Drawing and Watercolour

Materials:

Gouache, Watercolour, Graphite, Sand, Binder, Paper

Dimensions:

200 x 140 cm

Credit:

Presented by the Contemporary Art Society, 2023/24

Ownership history:

Purchased from Maximillian William, London by the Contemporary Art Society, 26 March 2024; presented to York Art Gallery, 2023/24
Ro Robertson’s practice spans sculpture, drawing, painting and video, mediums through which to explore the boundaries of the human body and its environment. Robertson works in a site-specific way, often outdoors, with a multisensory focus on the body in the landscape. Unity between the material of the natural landscape and the body reclaims a space for LGBTQIA+ identity in the face of a history of its being deemed ‘against nature’. Physical explorations of the natural landscape feed into ‘automatic’ abstract drawings and short meditative video works. Robertson’s large-scale sculptures embed the fluidity of this cyclical practice into rigid and industrial materials such as Corten steel and marine paint. These materials create a bridge between the artist’s family heritage of shipbuilding and their sculptural practice.

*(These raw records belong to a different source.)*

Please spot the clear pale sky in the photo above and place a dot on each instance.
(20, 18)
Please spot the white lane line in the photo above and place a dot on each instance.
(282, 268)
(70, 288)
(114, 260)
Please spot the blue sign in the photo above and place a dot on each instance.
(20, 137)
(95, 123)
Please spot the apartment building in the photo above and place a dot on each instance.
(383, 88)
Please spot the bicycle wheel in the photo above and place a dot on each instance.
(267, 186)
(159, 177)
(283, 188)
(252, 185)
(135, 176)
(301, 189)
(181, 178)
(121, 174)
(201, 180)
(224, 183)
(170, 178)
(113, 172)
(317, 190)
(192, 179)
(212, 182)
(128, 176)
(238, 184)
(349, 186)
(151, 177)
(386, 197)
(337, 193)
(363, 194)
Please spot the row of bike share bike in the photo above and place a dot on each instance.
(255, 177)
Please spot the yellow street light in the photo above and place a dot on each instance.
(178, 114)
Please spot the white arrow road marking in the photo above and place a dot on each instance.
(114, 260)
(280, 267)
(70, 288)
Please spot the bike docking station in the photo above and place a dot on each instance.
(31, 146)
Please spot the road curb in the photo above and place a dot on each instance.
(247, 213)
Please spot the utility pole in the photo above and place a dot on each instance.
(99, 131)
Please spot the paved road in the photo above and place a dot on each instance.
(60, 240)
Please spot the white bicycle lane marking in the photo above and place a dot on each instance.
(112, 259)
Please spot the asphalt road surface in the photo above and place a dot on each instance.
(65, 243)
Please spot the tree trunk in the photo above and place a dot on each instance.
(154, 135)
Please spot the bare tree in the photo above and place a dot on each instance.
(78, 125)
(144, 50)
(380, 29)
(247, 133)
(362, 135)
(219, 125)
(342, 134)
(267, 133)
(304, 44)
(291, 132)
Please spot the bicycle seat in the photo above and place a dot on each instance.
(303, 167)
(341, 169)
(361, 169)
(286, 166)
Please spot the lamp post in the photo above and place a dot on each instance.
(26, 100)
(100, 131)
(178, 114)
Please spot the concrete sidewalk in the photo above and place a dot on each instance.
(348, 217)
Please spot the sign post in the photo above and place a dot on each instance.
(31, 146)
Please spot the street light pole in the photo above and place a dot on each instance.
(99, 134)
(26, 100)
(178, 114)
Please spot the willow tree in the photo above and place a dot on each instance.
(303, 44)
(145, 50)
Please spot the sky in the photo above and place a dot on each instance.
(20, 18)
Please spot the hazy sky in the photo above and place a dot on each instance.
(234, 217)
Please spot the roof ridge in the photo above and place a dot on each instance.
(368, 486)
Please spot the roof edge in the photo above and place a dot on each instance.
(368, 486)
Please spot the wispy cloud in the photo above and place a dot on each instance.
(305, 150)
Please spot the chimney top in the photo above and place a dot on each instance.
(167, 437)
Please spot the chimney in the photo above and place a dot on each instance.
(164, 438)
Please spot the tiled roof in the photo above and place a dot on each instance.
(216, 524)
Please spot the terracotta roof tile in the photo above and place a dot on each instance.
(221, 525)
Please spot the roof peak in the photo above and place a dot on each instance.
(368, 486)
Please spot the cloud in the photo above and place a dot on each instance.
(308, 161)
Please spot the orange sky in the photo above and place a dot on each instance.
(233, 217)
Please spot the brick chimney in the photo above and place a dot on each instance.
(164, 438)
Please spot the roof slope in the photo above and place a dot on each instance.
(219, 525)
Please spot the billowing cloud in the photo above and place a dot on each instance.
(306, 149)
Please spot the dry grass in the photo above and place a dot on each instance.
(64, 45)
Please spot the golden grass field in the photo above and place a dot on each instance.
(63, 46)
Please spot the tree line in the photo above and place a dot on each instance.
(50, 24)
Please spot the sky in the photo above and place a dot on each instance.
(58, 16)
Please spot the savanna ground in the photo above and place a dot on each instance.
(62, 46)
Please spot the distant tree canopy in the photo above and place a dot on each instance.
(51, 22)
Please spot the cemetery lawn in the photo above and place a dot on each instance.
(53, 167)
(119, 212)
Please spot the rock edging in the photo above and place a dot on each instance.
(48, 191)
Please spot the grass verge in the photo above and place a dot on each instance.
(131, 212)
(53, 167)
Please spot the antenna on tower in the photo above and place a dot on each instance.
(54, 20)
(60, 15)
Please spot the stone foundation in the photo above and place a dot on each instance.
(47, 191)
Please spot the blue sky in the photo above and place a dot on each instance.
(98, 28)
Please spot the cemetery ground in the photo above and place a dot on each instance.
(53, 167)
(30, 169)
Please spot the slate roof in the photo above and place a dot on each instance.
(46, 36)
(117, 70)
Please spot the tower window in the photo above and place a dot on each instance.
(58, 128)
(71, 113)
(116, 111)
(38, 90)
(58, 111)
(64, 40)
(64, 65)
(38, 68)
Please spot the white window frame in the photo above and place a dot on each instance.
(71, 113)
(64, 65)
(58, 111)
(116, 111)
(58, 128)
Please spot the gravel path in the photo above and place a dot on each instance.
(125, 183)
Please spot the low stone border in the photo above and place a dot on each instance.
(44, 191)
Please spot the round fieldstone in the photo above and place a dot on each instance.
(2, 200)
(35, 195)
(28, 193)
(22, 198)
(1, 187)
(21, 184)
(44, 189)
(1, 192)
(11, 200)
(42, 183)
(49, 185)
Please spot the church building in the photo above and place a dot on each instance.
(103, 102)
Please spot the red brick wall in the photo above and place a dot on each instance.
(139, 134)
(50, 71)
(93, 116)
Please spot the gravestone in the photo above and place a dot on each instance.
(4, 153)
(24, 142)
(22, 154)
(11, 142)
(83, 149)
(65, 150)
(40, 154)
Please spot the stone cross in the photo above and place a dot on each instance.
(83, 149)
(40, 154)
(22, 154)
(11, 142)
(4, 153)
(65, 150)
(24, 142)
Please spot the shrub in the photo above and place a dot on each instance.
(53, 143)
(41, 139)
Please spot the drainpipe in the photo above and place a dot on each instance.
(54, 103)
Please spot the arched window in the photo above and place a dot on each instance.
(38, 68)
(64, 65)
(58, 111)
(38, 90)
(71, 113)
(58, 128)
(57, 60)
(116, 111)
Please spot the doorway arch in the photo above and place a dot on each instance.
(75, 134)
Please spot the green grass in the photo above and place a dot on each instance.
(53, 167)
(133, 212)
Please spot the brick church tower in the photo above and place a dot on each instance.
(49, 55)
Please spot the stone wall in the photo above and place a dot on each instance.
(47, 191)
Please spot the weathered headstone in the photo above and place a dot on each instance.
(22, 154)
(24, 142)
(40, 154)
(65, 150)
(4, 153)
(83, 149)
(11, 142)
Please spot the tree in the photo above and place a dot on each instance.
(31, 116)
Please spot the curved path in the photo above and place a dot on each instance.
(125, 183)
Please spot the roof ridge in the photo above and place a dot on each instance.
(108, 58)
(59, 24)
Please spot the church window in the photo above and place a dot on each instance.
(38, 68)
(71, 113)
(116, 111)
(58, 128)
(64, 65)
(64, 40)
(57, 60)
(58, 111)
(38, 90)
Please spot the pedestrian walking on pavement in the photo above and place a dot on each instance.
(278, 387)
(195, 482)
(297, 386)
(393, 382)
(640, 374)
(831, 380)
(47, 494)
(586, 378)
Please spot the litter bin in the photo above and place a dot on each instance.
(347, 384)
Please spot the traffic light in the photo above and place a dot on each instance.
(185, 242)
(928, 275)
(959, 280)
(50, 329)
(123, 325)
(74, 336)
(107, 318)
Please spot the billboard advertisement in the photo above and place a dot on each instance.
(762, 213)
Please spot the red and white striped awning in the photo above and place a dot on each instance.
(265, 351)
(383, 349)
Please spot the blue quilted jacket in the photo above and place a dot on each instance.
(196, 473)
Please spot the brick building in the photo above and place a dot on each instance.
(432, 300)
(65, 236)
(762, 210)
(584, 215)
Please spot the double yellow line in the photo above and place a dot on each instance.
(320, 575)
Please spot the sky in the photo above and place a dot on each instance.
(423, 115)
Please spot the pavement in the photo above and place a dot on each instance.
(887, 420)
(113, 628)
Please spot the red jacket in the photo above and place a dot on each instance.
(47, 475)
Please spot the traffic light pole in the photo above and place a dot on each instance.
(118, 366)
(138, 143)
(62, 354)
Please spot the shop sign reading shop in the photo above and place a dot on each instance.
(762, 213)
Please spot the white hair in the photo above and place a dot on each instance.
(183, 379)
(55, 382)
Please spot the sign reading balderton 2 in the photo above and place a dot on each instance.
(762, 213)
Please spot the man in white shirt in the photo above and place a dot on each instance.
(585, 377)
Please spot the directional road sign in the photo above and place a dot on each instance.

Porth II (2023) is part of Interlude, an installation that brings together drawings and steel sculpture. It was commissioned by Tate St Ives in response to the unique position of the museum’s central sea-facing gallery, which overlooks Porthmeor Beach. Robertson used automatic techniques to draw freely and unconsciously en plein air directly on the beach, reflecting the ‘improvisation of the sea and the chance compositions it leaves behind’. Inspired by the tidal zone of the shoreline, which is submerged at high tide and exposed at low tide -in the artist’s words ‘rewriting’ the beach twice a day – the drawing appears in flux. Titled with the musical term for a passage bridging two instrumental sections, Interlude addresses ideas of existing ‘in-between’, exploring meeting points between mind and body, body and land, land and sea, or rigid steel and fluid paint.

Inspired by York-born 19th-century painter William Etty and his innovative exploration of the nude figure, York Art Gallery has since 2012 expanded its collection of modern and contemporary art responding to the theme of the body. Robertson joins an ever-growing group of contemporary artists who are concerned with the relationship between the body and landscape, including Jade de Montserrat and Phoebe Collings-James. Robertson also continues a tradition of artists working outdoors, in response to the elements, and this history can be traced through York’s Art Gallery’s collection. Echoing the coastal scenery that inspired it, Porth II (2023) oscillates between this tradition and an inner landscape that disrupts binary ideas around gender and nature.